The paper is currently under review and the dataset is being reviewed by the ethical committee. The rest of the dataset (images & videos) will be released upon acceptance.

1. Scooter Setup (Platform)

The Fig. 1 illustrates a cutting-edge mobile platform designed for comprehensive environmental data collection, particularly focused on assessing urban sidewalks and pedestrian pathways. Built on a custom electric scooter, it features an array of sophisticated sensors and recording tools for in-depth analysis of pedestrian infrastructure.

fig1

Fig. 1: Our mobile multi-sensory capturing platform setup.

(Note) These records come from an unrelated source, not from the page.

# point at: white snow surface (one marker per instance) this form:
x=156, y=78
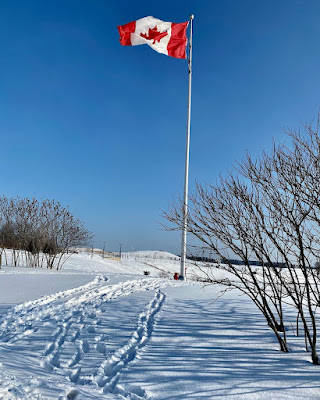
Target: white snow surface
x=100, y=329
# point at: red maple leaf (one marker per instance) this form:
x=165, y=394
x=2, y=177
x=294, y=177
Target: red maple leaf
x=154, y=35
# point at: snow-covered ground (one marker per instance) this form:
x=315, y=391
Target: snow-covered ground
x=100, y=329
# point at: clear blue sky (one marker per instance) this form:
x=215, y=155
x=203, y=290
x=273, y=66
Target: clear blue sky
x=101, y=127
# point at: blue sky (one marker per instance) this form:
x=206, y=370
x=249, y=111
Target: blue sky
x=101, y=127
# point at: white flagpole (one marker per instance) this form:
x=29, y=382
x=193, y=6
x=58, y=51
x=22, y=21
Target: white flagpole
x=186, y=171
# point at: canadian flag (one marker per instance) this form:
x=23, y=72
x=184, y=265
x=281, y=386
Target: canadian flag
x=164, y=37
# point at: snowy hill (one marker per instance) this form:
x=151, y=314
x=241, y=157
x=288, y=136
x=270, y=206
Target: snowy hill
x=103, y=330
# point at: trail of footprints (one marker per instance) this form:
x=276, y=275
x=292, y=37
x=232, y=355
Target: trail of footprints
x=78, y=349
x=82, y=323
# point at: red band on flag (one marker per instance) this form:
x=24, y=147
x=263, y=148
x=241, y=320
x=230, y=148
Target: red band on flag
x=178, y=41
x=125, y=33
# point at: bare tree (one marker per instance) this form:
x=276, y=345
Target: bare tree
x=267, y=210
x=41, y=230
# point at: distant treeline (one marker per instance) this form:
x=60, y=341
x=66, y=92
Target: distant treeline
x=42, y=231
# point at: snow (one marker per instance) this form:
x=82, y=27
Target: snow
x=100, y=329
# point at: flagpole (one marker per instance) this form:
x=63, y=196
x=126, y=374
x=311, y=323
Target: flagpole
x=186, y=171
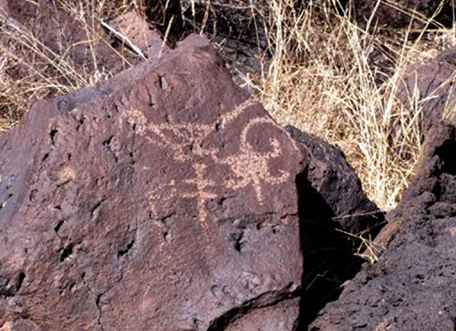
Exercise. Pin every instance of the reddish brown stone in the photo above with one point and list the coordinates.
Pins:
(162, 200)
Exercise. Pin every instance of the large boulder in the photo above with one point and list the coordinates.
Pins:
(412, 286)
(164, 199)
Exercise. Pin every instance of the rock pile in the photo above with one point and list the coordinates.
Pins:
(168, 198)
(412, 286)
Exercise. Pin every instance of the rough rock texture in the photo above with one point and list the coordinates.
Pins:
(339, 186)
(431, 84)
(334, 209)
(412, 287)
(163, 200)
(398, 13)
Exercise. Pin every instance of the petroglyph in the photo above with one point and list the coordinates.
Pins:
(251, 167)
(248, 167)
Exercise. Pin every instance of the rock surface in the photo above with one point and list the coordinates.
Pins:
(334, 210)
(412, 287)
(164, 199)
(342, 195)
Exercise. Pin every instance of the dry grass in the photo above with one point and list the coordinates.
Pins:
(30, 69)
(320, 77)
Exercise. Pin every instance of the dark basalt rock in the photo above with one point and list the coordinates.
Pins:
(339, 186)
(164, 199)
(334, 210)
(412, 286)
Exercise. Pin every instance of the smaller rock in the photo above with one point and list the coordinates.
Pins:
(338, 185)
(135, 29)
(412, 286)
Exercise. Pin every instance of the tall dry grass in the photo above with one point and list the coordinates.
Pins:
(321, 78)
(318, 75)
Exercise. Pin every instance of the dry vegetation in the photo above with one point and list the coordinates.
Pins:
(318, 75)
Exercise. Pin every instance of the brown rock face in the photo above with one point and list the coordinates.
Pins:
(412, 287)
(162, 200)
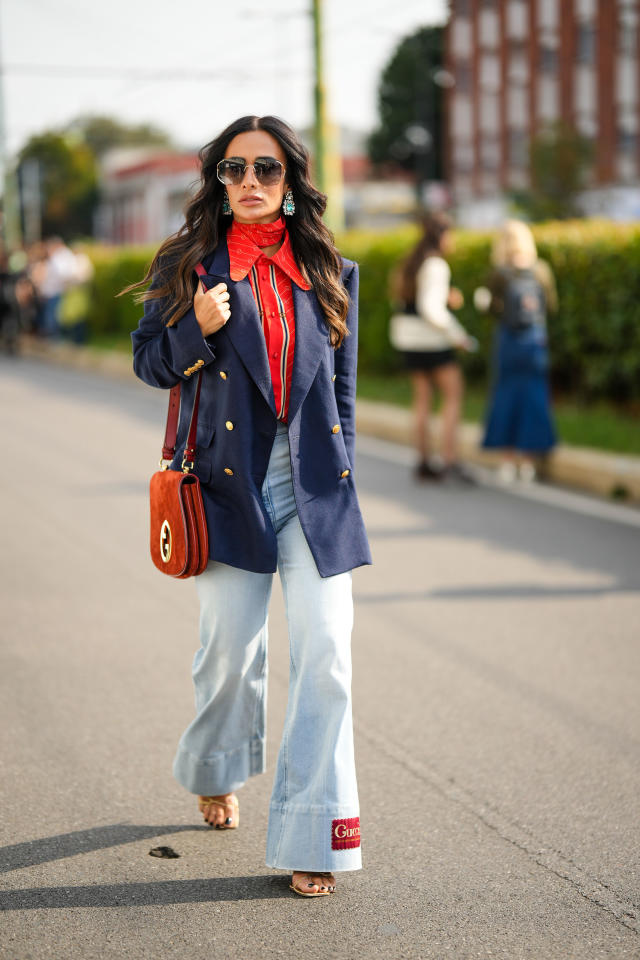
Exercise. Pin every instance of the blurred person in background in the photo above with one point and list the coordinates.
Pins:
(16, 300)
(36, 271)
(76, 300)
(520, 292)
(59, 274)
(428, 335)
(276, 437)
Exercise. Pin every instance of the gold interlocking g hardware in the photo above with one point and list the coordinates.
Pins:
(166, 542)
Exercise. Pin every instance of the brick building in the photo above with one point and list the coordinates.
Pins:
(522, 65)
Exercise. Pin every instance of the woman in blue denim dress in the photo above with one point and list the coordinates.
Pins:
(521, 292)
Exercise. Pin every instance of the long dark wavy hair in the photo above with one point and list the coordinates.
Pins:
(172, 268)
(403, 283)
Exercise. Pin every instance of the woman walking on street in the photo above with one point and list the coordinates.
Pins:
(521, 292)
(272, 330)
(422, 289)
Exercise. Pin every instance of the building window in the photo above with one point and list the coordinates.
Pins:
(517, 20)
(518, 149)
(489, 29)
(463, 156)
(489, 113)
(490, 154)
(548, 14)
(461, 44)
(462, 117)
(549, 60)
(518, 69)
(517, 107)
(463, 76)
(490, 72)
(586, 43)
(548, 96)
(628, 28)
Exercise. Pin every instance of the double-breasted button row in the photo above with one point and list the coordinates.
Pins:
(194, 368)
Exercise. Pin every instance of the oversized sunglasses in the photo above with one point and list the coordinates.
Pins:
(268, 171)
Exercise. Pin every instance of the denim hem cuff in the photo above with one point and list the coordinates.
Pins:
(299, 839)
(222, 772)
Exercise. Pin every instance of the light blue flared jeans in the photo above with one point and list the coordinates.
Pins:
(313, 816)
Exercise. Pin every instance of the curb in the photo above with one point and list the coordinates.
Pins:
(608, 475)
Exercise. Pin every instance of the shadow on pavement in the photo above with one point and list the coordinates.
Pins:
(511, 591)
(267, 887)
(33, 852)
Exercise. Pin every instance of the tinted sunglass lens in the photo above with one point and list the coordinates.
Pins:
(230, 172)
(268, 172)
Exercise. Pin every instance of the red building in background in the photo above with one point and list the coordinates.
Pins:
(522, 65)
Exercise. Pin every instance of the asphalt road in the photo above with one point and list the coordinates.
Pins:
(497, 668)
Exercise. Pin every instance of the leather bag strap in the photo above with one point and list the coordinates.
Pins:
(173, 413)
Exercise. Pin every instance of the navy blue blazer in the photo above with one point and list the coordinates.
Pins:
(237, 421)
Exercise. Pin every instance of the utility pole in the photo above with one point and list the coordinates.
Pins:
(8, 179)
(328, 161)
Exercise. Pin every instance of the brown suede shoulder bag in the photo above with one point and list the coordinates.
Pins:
(179, 540)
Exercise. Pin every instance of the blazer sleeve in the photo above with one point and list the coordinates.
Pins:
(164, 355)
(346, 363)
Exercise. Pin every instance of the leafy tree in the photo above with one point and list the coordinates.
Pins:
(559, 162)
(68, 167)
(104, 133)
(410, 107)
(68, 183)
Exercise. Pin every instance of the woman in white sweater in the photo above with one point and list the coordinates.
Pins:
(428, 334)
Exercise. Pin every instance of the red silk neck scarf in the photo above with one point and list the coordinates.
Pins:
(262, 234)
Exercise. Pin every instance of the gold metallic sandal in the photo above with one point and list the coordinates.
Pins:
(308, 878)
(225, 800)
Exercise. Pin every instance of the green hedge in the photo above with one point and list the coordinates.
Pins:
(595, 338)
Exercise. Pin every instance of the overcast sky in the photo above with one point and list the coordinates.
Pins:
(192, 67)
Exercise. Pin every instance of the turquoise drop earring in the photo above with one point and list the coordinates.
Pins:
(288, 205)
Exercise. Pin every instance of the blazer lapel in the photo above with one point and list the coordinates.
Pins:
(312, 336)
(243, 328)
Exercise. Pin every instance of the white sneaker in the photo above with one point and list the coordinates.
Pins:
(527, 472)
(507, 472)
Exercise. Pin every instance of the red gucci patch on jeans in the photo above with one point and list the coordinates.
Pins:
(345, 834)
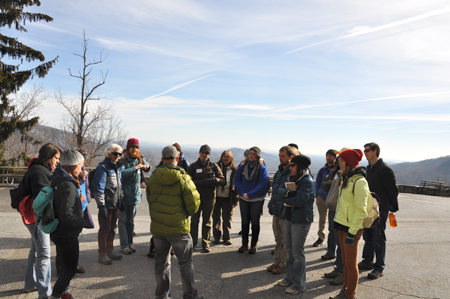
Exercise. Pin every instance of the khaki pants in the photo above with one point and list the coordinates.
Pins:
(280, 254)
(322, 208)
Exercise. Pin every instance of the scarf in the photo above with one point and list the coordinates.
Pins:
(255, 171)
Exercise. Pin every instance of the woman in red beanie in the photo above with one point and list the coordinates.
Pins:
(349, 217)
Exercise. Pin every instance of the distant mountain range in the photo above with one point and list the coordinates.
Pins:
(407, 173)
(411, 173)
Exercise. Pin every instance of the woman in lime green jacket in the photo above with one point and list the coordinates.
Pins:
(349, 218)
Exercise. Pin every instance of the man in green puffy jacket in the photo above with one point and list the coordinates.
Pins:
(172, 198)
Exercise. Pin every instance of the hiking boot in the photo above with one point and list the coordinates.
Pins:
(364, 266)
(375, 274)
(341, 295)
(114, 256)
(279, 270)
(332, 274)
(283, 283)
(327, 257)
(318, 243)
(126, 251)
(339, 280)
(271, 267)
(80, 269)
(293, 292)
(105, 260)
(243, 248)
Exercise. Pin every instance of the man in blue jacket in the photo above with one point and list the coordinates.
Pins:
(382, 181)
(276, 207)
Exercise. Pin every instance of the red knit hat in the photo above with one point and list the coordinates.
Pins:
(132, 141)
(351, 157)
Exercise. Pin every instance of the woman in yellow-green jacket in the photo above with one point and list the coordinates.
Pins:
(349, 218)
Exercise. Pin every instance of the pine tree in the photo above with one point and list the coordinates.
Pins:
(11, 77)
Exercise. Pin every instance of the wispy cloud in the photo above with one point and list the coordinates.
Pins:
(179, 86)
(250, 107)
(361, 30)
(367, 100)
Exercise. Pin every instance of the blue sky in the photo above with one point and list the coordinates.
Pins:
(322, 74)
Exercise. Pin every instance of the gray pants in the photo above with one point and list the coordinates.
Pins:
(182, 246)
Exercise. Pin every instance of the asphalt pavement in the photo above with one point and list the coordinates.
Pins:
(417, 260)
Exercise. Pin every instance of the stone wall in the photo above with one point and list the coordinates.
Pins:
(444, 192)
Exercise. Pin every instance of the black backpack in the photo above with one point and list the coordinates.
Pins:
(91, 176)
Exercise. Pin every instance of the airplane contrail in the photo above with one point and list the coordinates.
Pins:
(179, 86)
(378, 28)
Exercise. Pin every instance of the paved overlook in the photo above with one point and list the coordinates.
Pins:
(418, 262)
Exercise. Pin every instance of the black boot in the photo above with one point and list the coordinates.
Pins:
(244, 247)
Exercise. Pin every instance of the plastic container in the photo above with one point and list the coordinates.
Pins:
(392, 220)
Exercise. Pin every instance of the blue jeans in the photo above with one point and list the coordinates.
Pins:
(332, 238)
(183, 248)
(375, 243)
(295, 237)
(126, 226)
(339, 263)
(250, 213)
(38, 273)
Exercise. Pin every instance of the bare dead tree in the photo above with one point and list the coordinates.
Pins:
(88, 125)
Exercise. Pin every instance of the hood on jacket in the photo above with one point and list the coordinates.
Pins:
(60, 175)
(168, 174)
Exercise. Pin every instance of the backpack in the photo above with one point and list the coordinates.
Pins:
(44, 211)
(91, 176)
(17, 195)
(373, 216)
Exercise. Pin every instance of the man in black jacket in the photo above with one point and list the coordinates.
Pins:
(381, 179)
(206, 176)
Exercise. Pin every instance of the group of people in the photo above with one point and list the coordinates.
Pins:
(180, 193)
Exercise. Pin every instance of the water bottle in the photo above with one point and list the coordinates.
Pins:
(392, 220)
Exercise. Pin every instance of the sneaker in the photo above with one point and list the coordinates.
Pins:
(279, 270)
(332, 274)
(271, 267)
(339, 280)
(105, 260)
(375, 274)
(293, 292)
(340, 295)
(243, 248)
(283, 283)
(364, 266)
(328, 257)
(80, 269)
(114, 256)
(126, 251)
(318, 243)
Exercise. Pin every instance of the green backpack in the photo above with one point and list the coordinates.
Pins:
(44, 211)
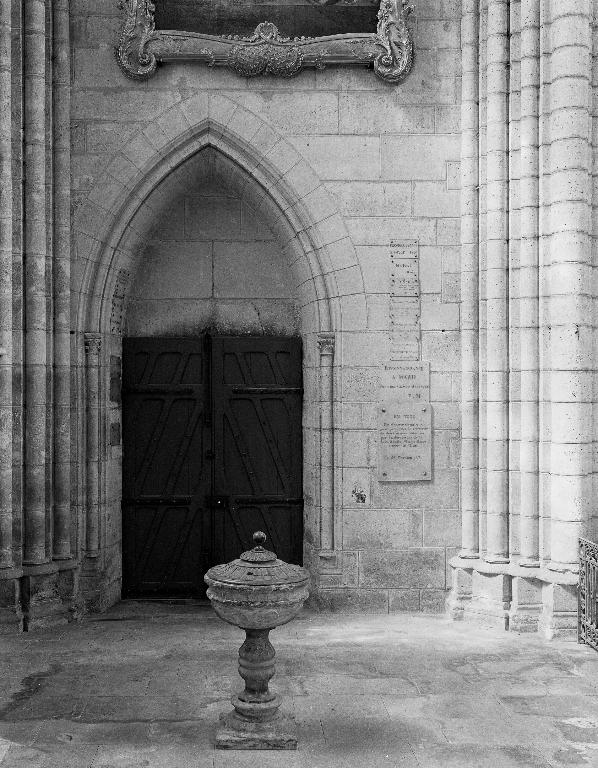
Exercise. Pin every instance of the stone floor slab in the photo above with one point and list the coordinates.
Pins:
(142, 687)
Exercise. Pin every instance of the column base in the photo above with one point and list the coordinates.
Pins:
(234, 732)
(514, 597)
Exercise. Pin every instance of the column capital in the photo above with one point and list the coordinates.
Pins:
(326, 341)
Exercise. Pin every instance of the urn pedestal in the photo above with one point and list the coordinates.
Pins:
(257, 592)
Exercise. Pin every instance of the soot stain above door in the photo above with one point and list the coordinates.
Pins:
(294, 18)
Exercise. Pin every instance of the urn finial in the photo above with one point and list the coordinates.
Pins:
(259, 539)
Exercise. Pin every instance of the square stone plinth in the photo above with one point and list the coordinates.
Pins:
(234, 733)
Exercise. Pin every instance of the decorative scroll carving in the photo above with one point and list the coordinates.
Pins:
(93, 344)
(389, 50)
(139, 28)
(118, 299)
(394, 36)
(326, 343)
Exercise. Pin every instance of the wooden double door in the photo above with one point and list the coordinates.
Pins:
(212, 451)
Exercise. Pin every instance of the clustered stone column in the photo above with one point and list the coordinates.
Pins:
(35, 346)
(527, 462)
(6, 287)
(326, 349)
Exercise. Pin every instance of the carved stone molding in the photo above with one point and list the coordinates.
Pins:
(118, 300)
(389, 49)
(326, 343)
(93, 344)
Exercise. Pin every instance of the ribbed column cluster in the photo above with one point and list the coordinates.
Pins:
(568, 277)
(6, 322)
(35, 370)
(527, 288)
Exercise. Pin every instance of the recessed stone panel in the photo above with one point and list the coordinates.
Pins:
(416, 567)
(382, 528)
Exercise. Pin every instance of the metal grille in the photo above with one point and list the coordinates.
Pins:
(587, 610)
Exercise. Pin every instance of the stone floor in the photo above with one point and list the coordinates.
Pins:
(143, 685)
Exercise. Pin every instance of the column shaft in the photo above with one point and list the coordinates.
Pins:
(35, 252)
(61, 282)
(469, 281)
(326, 346)
(528, 284)
(6, 329)
(92, 520)
(570, 278)
(497, 235)
(482, 250)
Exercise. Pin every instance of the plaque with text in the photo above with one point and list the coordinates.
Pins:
(404, 343)
(404, 441)
(404, 277)
(403, 249)
(404, 310)
(408, 381)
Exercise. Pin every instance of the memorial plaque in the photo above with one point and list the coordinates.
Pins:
(404, 442)
(403, 249)
(407, 382)
(404, 344)
(404, 277)
(404, 310)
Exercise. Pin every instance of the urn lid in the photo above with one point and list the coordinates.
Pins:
(258, 567)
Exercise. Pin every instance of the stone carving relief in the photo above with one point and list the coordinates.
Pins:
(118, 300)
(389, 49)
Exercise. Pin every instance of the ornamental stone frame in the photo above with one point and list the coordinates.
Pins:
(110, 226)
(389, 50)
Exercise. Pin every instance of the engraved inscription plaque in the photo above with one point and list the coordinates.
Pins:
(409, 381)
(404, 441)
(403, 249)
(404, 278)
(404, 343)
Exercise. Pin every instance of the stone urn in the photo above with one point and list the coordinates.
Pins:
(257, 592)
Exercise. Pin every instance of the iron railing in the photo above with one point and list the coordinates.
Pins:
(587, 603)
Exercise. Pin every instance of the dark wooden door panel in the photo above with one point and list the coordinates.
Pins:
(212, 444)
(166, 552)
(166, 526)
(257, 398)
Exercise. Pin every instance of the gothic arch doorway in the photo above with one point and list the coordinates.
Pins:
(313, 245)
(212, 451)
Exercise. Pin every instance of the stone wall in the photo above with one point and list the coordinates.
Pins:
(387, 159)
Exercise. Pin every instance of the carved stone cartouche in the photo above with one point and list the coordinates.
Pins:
(256, 592)
(266, 52)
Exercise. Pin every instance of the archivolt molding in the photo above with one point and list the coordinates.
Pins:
(111, 220)
(389, 50)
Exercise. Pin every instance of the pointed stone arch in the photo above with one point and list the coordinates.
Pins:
(111, 225)
(290, 194)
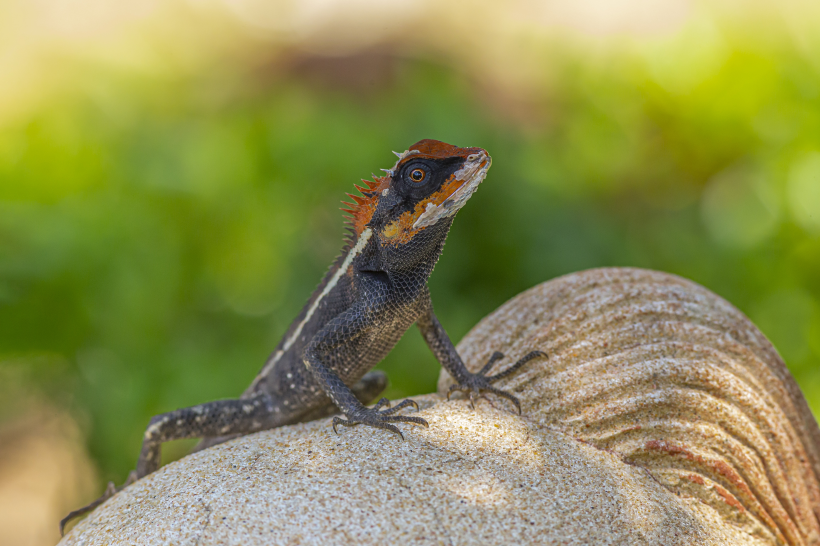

Key components include a high-precision GNSS/IMU unit for accurate location and motion data, a ZED2i stereo camera, and a 360-degree Ouster LiDAR with 64 beams for capturing detailed visual and spatial data. An NVIDIA AGX Orin module serves as the central processing unit, while a 4K monocular camera and stereo audio recorder provide high-quality visual and sound data. These sensors are catalogued in Table 1. Fig 2 illustrates the platform’s coordinate system, providing a visual context to the sensor setup.

fig2

Fig. 2: Configuration of the sensor installation (Back-view, side-view, top-view).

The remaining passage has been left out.